Here’s an example of what I think Goldberg was talking about: over the years I’ve found that journaling is a powerful way to dive into problems and start working out a way to solve them. But to make journaling work for me, I have to write without capital letters and punctuation. My editing habits are so deeply embedded in my writing practices that they block the stream of feelings and thoughts.

Goldberg’s advice about writing in all her books generally boils down to one principle: Let yourself go, at least in the beginning. Of course you want to impress readers with what you have to say. But when you take that path, you may be cutting yourself off from the energy flow needed for good writing.

I’m going to take a detour for a moment into ballroom dancing. I’m realizing that I took Natalie Goldberg’s advice before I ever stepped into a studio for my first lesson, and it’s stood me in good stead.

Of course I’ve always wanted to be a good dancer (hell – I’m going to be honest: a great dancer!), and that desire has driven me to invest huge quantities of time and energy  (and considerable sums of money) into lessons, gowns, shoes, and everything else that makes a ballroom dancer.

But what I’ve told myself again and again over the years is that what I really want to know is how it feels to be a dancer. What do dancers think about? How do they respond to a piece of music? Where does choreography come from? How do dancers solve problems? What do dancers do with their feet – hands – eyes? How does it feel to dance with a great partner? And so on.

Even on the baddest of bad days (and there have been many of them!), I can say that I’ve taken another step or two towards my goal of knowing what dancing is all about.

Back to writing.
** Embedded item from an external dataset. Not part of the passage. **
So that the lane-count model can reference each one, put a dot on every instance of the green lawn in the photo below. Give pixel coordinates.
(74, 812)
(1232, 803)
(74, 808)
If you embark on a writing project and then decide that it’s never going to work (something that’s happened to me many times), you have two choices. You can berate yourself because you spent time and effort on a project that didn’t work for you. Or you can congratulate yourself for having achieved your goal of investing time and energy in writing.

Think about it for a moment: how many people have you known who talk wistfully about wanting to write – and never do a damn thing about it?

Like Natalie Goldberg, who set a goal to be the last person to accept enlightenment, I will probably be the last person to master the foxtrot. But the climb up the mountain has been a glorious one, and no – I don’t think I’ve knocked anyone to the ground on my journey to that unattainable peak.